Since he became chairman of the Maryland party just after the 1988 election, Mr. Landow has engaged in a series of intraparty battles, leading last winter to a serious effort to oust him. He prevailed, but the feelings of that fight remain.
Even before the Maryland delegation checked in last Sunday, the Bethesda developer was, as usual, disagreeing with party officials and presenting himself as an archetype of poobahs, "a big-time political fund-raising huckster," according to Congressional Quarterly's National Convention News.
When a party official said she didn't expect to see much fund-raising here in Manhattan this week,
Mr. Landow vociferously disagreed.
Similar outbursts offered on a sustained basis over the last few years have earned Mr. Landow the enmity of such notables as Ronald H. Brown, chairman of the Democratic National Committee.
Some in Maryland's delegation are sure Mr. Landow's feud resulted in Maryland's assignment to seats well up in the Madison Square Garden bleachers.
Sen. Barbara A. Mikulski needled the chairman about this placement during a meeting yesterday. When she started her speech Monday night, she said, "I looked up . . . I looked really up . . . I looked way up and there was Maryland!"
The delegates laughed. Mr. Landow forced a smile. "I've taken a lot of heat over that," he said. Not that he thinks the seats are bad.
"They are good. A lot of big states are up there with us. Unless you're on the front line downstairs, these seats are better."
Insiders say Mr. Landow has paid a price for his hectoring of Chairman Brown.
When the national chairman held a party for state chairs last Sunday, Mr. Landow was not invited and may have been the only party chairman passed over.
This week's disagreements over the fund-raising question may have been a reflection of the long-standing differences he has had with party officials. Or it may reflect his all-points search for a way back to prominence in this year's presidential politics.
At various points, he has seemed to favor at least three of the contenders. He was on hand when Iowa Sen. Tom Harkin announced. He offered some assistance to Bill Clinton. And he endorsed Paul Tsongas after he won in Maryland.
Mr. Landow annoyed the Clinton forces when he insisted on having his own lieutenants running the candidate's Maryland campaign.

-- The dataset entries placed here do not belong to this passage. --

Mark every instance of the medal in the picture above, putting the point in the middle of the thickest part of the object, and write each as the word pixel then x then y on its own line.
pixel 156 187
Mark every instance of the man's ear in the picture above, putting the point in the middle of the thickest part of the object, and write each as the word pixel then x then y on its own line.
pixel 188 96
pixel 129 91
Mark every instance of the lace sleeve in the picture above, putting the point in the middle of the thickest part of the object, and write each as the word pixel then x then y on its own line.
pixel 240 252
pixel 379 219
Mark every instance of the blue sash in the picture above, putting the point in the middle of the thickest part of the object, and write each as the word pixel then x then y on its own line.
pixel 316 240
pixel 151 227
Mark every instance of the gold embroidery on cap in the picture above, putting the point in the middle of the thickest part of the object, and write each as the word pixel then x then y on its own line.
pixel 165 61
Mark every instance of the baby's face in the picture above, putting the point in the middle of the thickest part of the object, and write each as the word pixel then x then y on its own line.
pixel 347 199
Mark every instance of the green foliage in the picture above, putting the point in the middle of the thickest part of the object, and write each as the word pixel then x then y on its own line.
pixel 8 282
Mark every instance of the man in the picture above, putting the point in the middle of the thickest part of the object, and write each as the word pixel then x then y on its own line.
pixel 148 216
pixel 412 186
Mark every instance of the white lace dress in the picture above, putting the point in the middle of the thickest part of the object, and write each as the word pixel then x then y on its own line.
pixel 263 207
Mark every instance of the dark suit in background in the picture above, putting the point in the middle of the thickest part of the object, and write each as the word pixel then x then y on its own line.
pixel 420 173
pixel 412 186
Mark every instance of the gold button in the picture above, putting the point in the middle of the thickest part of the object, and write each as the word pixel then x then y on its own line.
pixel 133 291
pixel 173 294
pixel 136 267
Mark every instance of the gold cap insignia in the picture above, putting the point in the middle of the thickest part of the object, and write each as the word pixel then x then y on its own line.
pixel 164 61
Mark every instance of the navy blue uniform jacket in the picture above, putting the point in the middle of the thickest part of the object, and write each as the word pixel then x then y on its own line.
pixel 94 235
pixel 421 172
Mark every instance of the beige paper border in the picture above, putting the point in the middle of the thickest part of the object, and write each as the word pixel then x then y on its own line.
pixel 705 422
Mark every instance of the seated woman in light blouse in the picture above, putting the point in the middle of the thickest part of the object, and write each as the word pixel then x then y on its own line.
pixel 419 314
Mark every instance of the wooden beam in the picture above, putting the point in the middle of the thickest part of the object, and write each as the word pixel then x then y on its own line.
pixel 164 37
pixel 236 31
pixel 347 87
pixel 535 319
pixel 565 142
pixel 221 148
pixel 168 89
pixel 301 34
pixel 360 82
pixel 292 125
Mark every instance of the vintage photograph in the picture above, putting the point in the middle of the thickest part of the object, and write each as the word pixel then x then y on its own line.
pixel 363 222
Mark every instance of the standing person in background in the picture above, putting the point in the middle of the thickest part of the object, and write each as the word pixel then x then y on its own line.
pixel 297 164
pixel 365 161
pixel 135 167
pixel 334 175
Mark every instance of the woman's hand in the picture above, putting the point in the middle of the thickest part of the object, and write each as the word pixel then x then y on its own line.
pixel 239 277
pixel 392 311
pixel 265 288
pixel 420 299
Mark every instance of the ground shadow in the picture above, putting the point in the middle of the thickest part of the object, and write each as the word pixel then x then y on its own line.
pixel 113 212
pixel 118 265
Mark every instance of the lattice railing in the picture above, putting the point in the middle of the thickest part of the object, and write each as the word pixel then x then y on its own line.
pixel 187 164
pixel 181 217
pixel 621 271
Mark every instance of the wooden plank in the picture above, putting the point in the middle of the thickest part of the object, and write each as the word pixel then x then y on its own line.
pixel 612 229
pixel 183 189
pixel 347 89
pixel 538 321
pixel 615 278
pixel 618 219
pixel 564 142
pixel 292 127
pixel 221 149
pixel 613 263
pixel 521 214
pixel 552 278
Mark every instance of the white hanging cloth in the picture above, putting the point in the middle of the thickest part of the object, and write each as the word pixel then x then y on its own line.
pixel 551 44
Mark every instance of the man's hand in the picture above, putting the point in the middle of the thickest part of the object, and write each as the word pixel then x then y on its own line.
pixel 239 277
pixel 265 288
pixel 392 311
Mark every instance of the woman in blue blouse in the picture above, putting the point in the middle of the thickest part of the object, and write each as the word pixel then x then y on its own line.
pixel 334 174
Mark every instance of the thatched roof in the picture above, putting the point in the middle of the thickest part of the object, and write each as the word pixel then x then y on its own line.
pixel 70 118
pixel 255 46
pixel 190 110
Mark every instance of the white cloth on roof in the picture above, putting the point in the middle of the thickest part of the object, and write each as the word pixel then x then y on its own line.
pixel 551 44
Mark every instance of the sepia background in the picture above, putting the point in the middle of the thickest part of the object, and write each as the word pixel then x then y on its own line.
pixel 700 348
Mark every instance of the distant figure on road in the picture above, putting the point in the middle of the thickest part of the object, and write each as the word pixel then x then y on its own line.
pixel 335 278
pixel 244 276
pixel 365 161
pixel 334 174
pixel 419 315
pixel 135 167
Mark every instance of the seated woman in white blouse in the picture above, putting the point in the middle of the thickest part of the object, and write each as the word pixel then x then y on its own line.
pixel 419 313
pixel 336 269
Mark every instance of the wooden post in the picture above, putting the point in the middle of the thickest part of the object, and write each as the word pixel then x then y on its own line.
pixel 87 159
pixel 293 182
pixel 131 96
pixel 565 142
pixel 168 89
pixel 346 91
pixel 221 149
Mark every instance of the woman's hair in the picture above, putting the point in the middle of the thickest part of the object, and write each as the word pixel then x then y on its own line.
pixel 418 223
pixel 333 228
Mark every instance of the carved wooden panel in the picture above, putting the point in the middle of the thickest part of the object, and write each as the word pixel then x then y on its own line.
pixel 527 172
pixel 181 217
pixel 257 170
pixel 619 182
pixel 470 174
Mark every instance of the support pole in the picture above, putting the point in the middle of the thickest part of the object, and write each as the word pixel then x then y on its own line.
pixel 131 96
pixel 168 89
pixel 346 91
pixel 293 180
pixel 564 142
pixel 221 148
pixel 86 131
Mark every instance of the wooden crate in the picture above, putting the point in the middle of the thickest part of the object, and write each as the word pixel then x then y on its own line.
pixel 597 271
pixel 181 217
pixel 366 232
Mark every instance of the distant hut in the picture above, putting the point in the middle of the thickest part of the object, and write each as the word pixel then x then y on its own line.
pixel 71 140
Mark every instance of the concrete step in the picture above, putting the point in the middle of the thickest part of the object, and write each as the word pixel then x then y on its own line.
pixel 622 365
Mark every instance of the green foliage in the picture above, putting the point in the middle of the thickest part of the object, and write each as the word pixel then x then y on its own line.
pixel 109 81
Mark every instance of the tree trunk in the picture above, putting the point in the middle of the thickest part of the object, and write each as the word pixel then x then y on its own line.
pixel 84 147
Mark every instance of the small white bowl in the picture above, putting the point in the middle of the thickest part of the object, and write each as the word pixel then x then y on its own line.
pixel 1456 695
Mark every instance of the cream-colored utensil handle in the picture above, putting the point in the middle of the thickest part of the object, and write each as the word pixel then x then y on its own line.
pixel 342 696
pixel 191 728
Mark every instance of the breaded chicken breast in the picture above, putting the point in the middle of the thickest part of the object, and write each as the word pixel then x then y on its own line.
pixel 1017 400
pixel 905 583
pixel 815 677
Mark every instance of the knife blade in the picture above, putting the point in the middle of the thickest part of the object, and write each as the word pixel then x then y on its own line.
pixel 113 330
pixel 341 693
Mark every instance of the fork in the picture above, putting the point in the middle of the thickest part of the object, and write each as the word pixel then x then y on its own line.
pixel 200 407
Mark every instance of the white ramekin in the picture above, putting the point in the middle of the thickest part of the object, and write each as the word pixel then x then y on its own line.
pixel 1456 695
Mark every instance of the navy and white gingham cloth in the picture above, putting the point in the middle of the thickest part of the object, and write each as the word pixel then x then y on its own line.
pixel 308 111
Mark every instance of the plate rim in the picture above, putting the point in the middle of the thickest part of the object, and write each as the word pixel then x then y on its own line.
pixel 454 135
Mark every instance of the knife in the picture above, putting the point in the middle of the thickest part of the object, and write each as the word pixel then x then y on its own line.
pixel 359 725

The unease grew deeper when he insisted on holding a !c fund-raiser for the Arkansas governor -- and then produced less than he promised. That seemed odd for a man whose ticket to political status in the past has always been fund-raising.
One of the earlier beneficiaries of his ability to raise money was Sen. Al Gore of Tennessee, who ran for president in 1988. Mr. Gore, of course, is about to become the party's vice presidential nominee.
With Mr. Gore on the ticket, Mr. Landow seems poised to re-enter the party at a high level and to regain his deep pockets aura.
"A whole new cadre of fund-raisers will come into the campaign on a much more active level now," he says. "They will have a new comfort level with Clinton -- based on his chances of winning. That will translate into loosening up of contributions and fund-raising that may not have been there without him."
For Mr. Landow, this is a happy convergence of history, connections and money. It could help him achieve a personal goal. Win or lose, the party will need a new chairman.
A new chairman?
"I would love some day to chair the party," he says with a smile. "I've learned just enough to be dangerous now."